Stereoview Spotlight: 1931 Travels

In this edition of Stereoview Spotlight, we present an intriguing set of 45mm x 107mm stereoviews depicting the 1931 fun and travels of a group of people. At first glance, they appear to be amateur photos. However, not only have all these stereoviews been carefully mounted and neatly captioned on the back, but the choice of subjects and the photo compositions speak to above-amateur quality.

Could these be personal stereoviews of photographer & camera maker Carl Neithold?

Box of 145 stereoviews

The box of 145 stereoviews came with a stereo viewer that seems to be a prototype: two metal Cenei mono viewers assembled to make a rudimentary stereo viewer. Cenei (also spelled Ce-Nei and CeNei over the years) was a company formed by well-known German photographer, Carl Neithold (alternative spelling of Karl Neithold). In the 1930s, Cenei catalogs show the company’s wide variety of box cameras and accessories, including a nicely manufactured Cenei stereo viewer. The Cenei viewers weren’t Carl’s first foray into making cameras and viewers. Earlier, in the 1920s, Carl founded Stereo-Indupor Gesellschaft with another famous photographer, Alfred Krauth. That collaboration produced the Indupor line of stereo cameras and 9cm x 12cm viewers. In fact, a 1937-38 Cenei catalog shows both a 9x12 Indupor and a 6x13 Cenei side-by-side on the same page.

It’s not just the crude Cenei stereo viewer that makes us hopeful that we’ve stumbled upon Carl’s personal stereoviews, along with his prototype of a small-format stereo viewer. Almost none of the stereoviews in the set have people’s names. But here’s one that does. It’s dated August 1931 and carries the caption: “Karl is also photographed.” The phrasing makes it seem as though Karl is typically the photographer, not the subject.

“Karl is also photographed”

But maybe that’s not him. Could be any Karl, right?
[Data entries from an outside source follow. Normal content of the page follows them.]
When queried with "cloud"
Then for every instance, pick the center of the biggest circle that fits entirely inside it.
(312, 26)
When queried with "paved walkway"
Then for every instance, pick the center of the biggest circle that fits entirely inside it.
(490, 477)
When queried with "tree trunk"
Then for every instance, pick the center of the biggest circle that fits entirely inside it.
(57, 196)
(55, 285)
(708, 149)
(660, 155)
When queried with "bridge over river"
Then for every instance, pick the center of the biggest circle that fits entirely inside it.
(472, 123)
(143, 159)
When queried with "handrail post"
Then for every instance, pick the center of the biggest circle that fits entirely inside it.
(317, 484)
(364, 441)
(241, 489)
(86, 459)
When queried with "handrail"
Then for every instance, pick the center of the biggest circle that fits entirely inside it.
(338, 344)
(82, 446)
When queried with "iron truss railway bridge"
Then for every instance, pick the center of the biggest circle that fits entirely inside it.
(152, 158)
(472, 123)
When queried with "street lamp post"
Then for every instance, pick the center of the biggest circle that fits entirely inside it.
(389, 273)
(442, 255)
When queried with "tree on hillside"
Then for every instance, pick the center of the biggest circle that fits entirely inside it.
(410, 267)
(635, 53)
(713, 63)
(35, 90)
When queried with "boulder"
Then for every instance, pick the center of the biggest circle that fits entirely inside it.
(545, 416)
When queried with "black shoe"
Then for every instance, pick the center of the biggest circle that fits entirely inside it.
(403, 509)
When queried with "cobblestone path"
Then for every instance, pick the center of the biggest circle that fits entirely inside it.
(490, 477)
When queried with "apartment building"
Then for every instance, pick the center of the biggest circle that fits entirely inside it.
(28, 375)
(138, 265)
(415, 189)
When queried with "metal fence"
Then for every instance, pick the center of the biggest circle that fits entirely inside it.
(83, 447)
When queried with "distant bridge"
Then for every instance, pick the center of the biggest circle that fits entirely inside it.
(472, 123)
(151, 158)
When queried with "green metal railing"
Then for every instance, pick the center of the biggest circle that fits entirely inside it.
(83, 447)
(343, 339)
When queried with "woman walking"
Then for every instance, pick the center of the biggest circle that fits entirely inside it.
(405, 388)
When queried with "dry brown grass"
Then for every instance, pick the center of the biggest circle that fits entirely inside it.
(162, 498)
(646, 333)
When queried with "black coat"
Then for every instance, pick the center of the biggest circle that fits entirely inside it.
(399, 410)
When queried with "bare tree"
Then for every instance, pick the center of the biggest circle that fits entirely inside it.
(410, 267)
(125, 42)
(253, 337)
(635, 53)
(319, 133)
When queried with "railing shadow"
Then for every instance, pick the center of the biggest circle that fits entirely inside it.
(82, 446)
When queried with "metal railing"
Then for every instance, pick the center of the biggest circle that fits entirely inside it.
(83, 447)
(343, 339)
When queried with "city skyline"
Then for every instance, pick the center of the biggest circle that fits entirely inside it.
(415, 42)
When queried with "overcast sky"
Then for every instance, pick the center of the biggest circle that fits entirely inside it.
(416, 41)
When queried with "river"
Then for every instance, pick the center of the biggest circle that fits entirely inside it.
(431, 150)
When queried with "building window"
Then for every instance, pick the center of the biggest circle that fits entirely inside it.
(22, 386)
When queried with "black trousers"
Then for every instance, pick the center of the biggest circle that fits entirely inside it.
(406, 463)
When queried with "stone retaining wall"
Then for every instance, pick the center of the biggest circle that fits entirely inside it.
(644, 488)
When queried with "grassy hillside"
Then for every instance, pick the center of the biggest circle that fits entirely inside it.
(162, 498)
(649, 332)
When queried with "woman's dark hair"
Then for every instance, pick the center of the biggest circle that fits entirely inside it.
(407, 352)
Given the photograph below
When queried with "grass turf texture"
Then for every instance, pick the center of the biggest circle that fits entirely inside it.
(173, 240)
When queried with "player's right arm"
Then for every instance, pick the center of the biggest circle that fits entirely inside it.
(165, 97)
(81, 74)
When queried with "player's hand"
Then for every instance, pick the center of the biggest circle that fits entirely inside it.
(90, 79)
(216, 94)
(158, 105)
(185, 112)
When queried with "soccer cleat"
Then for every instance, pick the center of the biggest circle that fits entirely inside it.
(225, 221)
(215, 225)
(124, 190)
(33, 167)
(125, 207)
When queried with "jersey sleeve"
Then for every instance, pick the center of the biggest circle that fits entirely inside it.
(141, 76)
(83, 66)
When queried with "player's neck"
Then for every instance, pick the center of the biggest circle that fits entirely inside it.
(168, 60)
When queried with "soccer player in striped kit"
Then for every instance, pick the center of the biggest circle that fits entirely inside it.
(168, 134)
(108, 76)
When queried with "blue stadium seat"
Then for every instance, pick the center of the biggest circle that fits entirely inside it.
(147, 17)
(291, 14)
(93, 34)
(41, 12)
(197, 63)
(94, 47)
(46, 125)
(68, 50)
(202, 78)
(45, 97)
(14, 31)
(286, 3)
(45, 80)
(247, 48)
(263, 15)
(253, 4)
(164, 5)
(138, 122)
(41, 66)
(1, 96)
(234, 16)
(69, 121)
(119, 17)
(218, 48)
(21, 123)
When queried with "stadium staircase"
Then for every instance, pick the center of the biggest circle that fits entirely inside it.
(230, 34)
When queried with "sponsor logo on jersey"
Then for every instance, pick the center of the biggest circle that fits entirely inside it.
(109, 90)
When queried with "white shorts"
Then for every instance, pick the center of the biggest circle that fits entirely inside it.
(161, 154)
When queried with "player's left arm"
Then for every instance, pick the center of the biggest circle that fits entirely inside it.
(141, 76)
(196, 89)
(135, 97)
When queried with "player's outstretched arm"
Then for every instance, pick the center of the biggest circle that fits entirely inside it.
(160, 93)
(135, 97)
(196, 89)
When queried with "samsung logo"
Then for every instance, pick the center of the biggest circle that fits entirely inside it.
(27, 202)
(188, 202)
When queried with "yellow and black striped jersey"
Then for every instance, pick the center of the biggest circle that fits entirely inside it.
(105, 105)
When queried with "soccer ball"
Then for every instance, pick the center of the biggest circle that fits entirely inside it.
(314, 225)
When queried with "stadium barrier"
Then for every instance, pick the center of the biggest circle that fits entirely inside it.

What gives us pause is that the guy in the picture above looks 40-ish or younger. If the references we’ve seen are correct, Carl (Karl) Neithold was born in May 1878 and died in January 1939. He would have been 53 when the above photo was taken, passing away almost 8 years later at age 60.

So, for now: still a mystery who took the photos.

Onto a sampling of the stereoviews that were in the set!


Undated Views

Only 4 of the 145 stereoviews are undated and have cursive captions instead of printed captions. The first one shown below is our favorite of the entire 145-view set. We love the composition and the poses.

 

March 1931

These are a couple of the icier views in the set.

Captions are translations of what’s printed on the back of the stereoview.

 

May 1931

Clearly, the weather has gotten warmer!

 

June 1931

Beachball, check. Sailboat, check. It’s summer!

 

August 1931

Lots of hiking in hills and mountains. But the guy in the “Wayfarer” stereoview seems quite done!

 

October 1931

Something about this one feels very freeing.

 

The crude prototype that came with the stereoviews.

We haven’t been collecting for decades like some of our collector friends and we haven’t seen everything. But we’ve seen a LOT of stereo viewers. We haven’t seen this one before. The CeNei Scopers you see here were sold individually as mono viewers. Here, someone has used two pieces of metal to connect the two Scopers and then added a cardholder in the middle. It seems to have been made for the stereoviews in the box.

A later-model Cenei stereo viewer.

We don’t have the 1930s 6x13 Cenei viewer in our collection but we do have the later Realist-format Cenei. Maybe it all started with the two coupled CeNei Scopers!